Thursday, February 22, 2018


SNAKES AND LADDERS. Dirk Bogarde. 1978; Chatto and Windus.

By the time this book came out, Bogarde had already written one autobiography which only went up to age eighteen. I was more interested in this second volume, which covered his career as an actor. Bogarde begins with large sections on his military career, pretty much glosses over his role as Dr. Simon Sparrow in the "doctor" films, and goes into more detail on working with (exasperating) close friend Judy Garland on I Could Go On Singing. He also describes his working relationship with Luchino Visconti, who directed him in The Damned and Death in Venice. Bogarde relates how he decided to star in Victim, about a closeted married gay man being blackmailed, after virtually every other actor turned the role down.
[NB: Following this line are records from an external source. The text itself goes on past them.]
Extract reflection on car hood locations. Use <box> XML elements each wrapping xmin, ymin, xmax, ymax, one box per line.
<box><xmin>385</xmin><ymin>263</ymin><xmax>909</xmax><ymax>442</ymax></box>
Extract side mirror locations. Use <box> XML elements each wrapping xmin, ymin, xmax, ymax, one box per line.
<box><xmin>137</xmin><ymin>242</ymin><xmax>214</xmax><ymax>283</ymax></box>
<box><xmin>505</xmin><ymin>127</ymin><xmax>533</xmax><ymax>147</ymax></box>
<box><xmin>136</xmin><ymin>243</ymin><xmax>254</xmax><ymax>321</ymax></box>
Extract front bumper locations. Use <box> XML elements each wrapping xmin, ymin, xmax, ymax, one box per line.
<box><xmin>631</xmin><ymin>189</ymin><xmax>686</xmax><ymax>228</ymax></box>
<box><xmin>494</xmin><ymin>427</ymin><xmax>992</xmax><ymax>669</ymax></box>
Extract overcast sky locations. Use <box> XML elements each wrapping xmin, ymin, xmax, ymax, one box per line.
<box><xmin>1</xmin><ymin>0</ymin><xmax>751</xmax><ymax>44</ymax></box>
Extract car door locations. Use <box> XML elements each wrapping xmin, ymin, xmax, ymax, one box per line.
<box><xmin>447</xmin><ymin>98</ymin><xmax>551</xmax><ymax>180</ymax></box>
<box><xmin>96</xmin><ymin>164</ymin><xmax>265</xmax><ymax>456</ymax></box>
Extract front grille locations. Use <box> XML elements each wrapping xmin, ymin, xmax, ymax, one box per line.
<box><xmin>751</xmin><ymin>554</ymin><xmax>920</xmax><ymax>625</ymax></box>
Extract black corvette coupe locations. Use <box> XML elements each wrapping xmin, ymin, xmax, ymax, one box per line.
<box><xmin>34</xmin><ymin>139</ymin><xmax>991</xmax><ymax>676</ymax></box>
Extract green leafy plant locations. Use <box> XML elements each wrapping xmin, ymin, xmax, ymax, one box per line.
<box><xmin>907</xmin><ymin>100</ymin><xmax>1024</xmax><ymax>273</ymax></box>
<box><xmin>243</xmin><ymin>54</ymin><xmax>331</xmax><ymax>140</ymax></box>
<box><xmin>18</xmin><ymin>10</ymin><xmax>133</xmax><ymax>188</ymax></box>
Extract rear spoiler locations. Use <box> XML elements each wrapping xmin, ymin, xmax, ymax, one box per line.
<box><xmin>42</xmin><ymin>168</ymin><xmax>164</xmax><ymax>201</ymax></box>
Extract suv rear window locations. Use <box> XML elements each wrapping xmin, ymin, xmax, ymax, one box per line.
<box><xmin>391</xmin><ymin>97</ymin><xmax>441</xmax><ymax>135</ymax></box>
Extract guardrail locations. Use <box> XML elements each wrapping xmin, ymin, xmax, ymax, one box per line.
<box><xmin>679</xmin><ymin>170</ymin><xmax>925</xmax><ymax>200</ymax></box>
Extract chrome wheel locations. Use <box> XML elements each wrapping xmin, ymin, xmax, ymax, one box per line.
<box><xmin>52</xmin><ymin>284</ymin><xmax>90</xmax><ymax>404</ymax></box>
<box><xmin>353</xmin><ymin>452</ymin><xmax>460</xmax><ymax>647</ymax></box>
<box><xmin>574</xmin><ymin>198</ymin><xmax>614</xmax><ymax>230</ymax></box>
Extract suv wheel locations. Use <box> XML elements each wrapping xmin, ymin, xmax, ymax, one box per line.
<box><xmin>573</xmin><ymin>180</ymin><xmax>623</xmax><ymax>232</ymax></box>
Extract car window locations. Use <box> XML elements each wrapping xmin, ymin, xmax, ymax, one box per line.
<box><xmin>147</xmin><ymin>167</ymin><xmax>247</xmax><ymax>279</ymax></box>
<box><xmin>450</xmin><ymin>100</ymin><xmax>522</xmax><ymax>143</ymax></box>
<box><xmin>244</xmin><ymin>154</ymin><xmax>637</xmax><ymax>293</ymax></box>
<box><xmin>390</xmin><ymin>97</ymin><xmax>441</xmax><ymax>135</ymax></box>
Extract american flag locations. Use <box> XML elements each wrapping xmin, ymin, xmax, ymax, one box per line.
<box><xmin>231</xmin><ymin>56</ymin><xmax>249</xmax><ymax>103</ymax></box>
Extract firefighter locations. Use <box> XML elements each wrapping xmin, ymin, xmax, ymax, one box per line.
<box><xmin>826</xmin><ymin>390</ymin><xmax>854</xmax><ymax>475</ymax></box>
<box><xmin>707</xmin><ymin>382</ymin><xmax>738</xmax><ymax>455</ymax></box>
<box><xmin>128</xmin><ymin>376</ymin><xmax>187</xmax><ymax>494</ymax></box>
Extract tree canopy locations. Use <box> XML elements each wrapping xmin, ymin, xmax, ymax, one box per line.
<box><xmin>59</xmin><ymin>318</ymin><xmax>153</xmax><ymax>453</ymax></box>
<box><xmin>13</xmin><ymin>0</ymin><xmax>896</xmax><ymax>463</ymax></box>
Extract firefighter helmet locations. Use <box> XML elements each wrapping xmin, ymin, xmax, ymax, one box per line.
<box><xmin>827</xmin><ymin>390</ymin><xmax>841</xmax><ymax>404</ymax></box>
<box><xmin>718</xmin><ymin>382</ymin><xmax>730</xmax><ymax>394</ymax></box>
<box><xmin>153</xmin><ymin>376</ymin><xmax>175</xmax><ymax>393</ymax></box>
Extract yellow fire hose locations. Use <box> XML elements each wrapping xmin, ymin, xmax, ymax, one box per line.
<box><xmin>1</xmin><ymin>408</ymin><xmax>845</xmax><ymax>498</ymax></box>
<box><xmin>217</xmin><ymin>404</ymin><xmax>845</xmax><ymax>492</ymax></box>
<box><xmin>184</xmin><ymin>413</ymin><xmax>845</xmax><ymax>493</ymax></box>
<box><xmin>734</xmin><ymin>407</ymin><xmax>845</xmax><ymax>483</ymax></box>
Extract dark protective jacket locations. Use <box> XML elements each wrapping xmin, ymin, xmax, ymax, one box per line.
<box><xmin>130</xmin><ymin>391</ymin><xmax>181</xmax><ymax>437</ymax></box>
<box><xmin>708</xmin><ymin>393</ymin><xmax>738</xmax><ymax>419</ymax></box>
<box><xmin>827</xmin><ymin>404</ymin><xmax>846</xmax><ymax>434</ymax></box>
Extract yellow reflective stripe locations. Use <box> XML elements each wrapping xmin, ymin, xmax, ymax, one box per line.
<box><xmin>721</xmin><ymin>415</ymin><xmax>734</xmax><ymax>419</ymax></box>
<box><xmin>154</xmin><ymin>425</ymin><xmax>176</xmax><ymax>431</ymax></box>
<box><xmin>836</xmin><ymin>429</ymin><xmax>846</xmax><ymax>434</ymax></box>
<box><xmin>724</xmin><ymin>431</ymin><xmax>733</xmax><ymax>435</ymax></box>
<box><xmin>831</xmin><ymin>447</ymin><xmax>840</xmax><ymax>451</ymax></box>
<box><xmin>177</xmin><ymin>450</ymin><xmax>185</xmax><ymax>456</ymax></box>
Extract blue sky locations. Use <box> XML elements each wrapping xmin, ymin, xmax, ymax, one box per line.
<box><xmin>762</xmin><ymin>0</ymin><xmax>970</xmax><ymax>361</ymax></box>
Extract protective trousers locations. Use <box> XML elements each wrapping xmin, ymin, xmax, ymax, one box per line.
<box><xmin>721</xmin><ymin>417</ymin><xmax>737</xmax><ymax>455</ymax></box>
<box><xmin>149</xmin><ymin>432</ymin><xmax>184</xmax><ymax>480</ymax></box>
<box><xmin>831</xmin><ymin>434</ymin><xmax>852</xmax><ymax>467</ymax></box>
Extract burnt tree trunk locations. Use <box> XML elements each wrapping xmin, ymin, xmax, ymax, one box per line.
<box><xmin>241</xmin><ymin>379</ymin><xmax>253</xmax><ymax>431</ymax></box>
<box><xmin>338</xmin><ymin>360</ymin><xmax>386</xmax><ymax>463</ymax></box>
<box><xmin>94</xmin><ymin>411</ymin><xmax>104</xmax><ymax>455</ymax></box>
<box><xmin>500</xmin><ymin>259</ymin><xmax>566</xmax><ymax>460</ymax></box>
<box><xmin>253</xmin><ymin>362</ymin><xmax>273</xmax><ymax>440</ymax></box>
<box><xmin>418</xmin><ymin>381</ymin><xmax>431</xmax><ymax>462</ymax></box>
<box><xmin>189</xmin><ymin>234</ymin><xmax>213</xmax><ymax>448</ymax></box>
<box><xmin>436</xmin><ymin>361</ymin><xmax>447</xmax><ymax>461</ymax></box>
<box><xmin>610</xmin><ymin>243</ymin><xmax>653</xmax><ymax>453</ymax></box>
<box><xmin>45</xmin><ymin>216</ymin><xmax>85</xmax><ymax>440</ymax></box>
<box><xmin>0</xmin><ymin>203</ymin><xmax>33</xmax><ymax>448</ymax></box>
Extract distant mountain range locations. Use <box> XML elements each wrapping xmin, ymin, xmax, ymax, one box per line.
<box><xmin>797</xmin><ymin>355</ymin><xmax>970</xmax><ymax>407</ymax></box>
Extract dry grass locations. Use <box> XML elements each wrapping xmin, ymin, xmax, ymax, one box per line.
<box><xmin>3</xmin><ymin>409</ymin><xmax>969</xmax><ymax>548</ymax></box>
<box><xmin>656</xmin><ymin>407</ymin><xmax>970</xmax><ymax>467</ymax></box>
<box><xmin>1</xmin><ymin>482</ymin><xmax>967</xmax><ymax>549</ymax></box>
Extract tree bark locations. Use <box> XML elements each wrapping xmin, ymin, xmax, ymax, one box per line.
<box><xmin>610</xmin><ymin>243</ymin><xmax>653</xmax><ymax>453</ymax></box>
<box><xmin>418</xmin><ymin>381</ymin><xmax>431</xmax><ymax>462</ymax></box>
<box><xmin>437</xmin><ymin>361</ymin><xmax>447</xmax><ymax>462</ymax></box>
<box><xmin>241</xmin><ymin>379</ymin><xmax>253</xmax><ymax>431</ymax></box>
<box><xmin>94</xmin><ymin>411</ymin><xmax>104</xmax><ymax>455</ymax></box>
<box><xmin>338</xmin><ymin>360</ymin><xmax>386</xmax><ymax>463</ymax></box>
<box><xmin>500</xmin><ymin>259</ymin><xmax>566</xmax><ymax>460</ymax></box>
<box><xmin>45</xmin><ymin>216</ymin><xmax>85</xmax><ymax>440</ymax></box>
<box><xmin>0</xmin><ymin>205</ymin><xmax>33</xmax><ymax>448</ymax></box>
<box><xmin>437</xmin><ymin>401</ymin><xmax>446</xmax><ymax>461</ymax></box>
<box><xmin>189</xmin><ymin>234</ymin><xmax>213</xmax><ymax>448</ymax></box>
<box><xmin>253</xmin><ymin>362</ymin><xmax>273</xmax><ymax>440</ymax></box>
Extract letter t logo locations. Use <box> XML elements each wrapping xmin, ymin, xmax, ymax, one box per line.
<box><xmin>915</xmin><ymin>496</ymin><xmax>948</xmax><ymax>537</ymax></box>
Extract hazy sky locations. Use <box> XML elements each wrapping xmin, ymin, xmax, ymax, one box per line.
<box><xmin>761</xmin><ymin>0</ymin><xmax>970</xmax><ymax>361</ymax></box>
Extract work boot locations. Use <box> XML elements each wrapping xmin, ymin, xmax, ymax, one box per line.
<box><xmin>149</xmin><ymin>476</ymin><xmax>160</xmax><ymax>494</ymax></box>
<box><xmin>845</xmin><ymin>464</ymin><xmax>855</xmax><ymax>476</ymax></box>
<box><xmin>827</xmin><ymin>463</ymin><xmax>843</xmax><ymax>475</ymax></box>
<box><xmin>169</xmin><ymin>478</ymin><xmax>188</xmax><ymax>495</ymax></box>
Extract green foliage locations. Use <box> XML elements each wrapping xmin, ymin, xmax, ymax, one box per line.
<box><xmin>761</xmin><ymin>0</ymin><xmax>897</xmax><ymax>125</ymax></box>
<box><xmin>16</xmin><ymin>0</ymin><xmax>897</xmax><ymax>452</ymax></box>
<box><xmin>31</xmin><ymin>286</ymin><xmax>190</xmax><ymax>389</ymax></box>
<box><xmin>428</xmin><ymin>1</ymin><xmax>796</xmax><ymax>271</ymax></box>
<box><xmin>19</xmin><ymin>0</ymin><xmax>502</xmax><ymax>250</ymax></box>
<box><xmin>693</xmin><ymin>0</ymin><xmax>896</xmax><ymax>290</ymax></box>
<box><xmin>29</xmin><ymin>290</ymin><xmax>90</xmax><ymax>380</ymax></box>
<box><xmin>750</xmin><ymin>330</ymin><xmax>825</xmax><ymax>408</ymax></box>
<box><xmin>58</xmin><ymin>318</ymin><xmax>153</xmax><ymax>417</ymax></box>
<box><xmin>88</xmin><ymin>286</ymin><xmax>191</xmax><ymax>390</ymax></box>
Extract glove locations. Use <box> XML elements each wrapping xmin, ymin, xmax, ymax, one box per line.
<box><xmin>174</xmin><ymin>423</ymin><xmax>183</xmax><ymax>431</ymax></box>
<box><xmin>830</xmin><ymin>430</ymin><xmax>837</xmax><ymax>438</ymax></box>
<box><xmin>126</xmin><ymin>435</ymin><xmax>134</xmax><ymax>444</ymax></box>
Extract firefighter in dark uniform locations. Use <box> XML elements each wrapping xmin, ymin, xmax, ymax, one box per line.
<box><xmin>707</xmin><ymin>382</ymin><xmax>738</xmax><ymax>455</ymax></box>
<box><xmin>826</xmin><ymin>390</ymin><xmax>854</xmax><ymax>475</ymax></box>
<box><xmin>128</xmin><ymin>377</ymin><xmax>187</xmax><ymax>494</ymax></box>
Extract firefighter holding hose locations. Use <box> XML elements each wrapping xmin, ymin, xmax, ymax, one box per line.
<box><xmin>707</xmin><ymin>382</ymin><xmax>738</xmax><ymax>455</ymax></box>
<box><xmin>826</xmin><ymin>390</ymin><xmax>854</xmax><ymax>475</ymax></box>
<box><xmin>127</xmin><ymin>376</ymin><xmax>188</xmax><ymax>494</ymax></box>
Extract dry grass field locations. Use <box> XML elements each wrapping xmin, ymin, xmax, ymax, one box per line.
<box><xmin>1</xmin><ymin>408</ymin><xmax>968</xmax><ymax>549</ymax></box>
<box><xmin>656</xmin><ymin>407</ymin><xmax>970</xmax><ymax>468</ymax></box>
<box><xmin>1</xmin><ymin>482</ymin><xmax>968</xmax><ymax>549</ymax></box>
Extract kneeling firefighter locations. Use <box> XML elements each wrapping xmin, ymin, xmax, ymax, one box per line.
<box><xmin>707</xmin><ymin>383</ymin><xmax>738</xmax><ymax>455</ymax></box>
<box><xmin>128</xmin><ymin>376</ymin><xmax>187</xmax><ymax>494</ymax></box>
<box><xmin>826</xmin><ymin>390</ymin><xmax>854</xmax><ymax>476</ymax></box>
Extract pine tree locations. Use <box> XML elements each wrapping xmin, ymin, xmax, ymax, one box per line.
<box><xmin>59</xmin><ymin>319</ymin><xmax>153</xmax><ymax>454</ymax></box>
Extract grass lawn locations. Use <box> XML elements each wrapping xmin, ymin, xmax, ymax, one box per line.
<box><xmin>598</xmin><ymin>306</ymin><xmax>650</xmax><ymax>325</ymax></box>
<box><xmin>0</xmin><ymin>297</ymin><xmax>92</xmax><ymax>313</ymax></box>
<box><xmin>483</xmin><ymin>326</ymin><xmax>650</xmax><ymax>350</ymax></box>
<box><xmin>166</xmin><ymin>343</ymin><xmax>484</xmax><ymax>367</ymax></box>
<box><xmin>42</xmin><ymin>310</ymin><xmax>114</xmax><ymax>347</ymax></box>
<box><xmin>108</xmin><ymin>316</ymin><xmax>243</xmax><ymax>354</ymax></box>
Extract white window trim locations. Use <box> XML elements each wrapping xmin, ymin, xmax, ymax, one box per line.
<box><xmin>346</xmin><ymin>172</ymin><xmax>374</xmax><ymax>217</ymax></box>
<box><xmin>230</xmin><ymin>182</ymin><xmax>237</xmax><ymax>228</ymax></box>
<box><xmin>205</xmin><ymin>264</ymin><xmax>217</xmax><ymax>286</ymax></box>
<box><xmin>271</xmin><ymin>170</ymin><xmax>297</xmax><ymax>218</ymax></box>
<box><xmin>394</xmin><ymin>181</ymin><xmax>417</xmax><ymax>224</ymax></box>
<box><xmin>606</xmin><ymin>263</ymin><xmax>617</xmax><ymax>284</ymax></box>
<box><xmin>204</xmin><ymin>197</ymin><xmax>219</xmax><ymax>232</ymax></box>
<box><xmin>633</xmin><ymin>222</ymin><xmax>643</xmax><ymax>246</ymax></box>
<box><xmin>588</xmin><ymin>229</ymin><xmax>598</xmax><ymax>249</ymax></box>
Ironically, Bogarde doesn't come out about his own sexuality, but if you read between the lines it is clear that he had a long-time partnership with his theatrical manager Anthony Forwood, who was briefly married to Glynis Johns; Bogarde never married. (Forwood was also an actor who appeared in such films as the British Black Widow.) Snakes and Ladders is very well-written by Bogarde himself, but I just wish there had been a lot more about individual pictures -- there's not one word about one of his best films, Libel, for instance -- his co-workers, on the set anecdotes, and the like. But then, Bogarde was not out to write a "typical" show biz memoir.  One suspects, however, that if he had been more forthright on his sexuality, the book would have had even more depth and resonance. The idea of his starring in Victim when he himself was closeted, is striking in its bravery.

Verdict: Not exactly "dishy," but a pretty good read. ***.


angelman66 said...

Interesting, Bill; I always thought of Bogarde as openly gay, but in those days I guess that meant living openly but oh so discreetly with another man and never, ever mentioning your private reporter ever asked him, I'm sure, just as they never asked President Kennedy about his extramarital affairs. Simply was not done in those days...except in the sleazy tabloids, and Bogarde was too elite an actor to be involved in all that rubbish, I guess.

William said...

Yes, it was the time period when reporters stayed away from embarrassing questions. I think some people figured he wouldn't have played the role in Victim if he himself were gay.